2026-04-21Machine Learning

Machine LearningArtificial IntelligenceComputer Vision and Pattern Recognition
AI summary

The authors study why training neural networks with big learning rates—where the training process is wobbly and chaotic—tends to help with learning better but is not well understood. They model the training process as a random system that settles into a complex fractal shape instead of a fixed point. Using this idea, they define a new way to measure complexity called 'sharpness dimension' and show it can predict how well the network will generalize. Their results reveal that lots of detailed information about the network’s curvature matters, not just simple measures used before. They also test their ideas on different models and connect them to a phenomenon called grokking.
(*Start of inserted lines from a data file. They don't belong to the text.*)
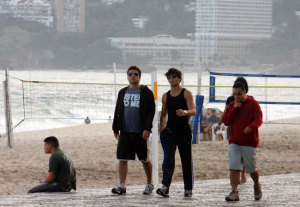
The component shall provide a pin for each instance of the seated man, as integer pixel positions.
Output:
(62, 174)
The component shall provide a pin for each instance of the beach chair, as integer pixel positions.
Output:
(221, 132)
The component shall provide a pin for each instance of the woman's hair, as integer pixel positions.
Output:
(133, 67)
(175, 72)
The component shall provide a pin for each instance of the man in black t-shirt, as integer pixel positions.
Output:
(62, 174)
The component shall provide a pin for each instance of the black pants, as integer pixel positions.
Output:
(169, 141)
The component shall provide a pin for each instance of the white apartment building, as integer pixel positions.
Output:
(30, 10)
(157, 50)
(224, 27)
(70, 15)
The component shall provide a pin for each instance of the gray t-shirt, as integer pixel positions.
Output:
(132, 110)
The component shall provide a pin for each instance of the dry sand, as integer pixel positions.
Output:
(93, 148)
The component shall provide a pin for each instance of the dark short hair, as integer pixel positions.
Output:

neural networkslearning ratestochastic optimizationrandom dynamical systemsfractal attractorsharpness dimensiongeneralizationHessian matrixLyapunov dimensiongrokking
Authors
Mario Tuci, Caner Korkmaz, Umut Şimşekli, Tolga Birdal
Abstract
Training modern neural networks often relies on large learning rates, operating at the edge of stability, where the optimization dynamics exhibit oscillatory and chaotic behavior. Empirically, this regime often yields improved generalization performance, yet the underlying mechanism remains poorly understood. In this work, we represent stochastic optimizers as random dynamical systems, which often converge to a fractal attractor set (rather than a point) with a smaller intrinsic dimension. Building on this connection and inspired by Lyapunov dimension theory, we introduce a novel notion of dimension, coined the `sharpness dimension', and prove a generalization bound based on this dimension. Our results show that generalization in the chaotic regime depends on the complete Hessian spectrum and the structure of its partial determinants, highlighting a complexity that cannot be captured by the trace or spectral norm considered in prior work. Experiments across various MLPs and transformers validate our theory while also providing new insights into the recently observed phenomenon of grokking.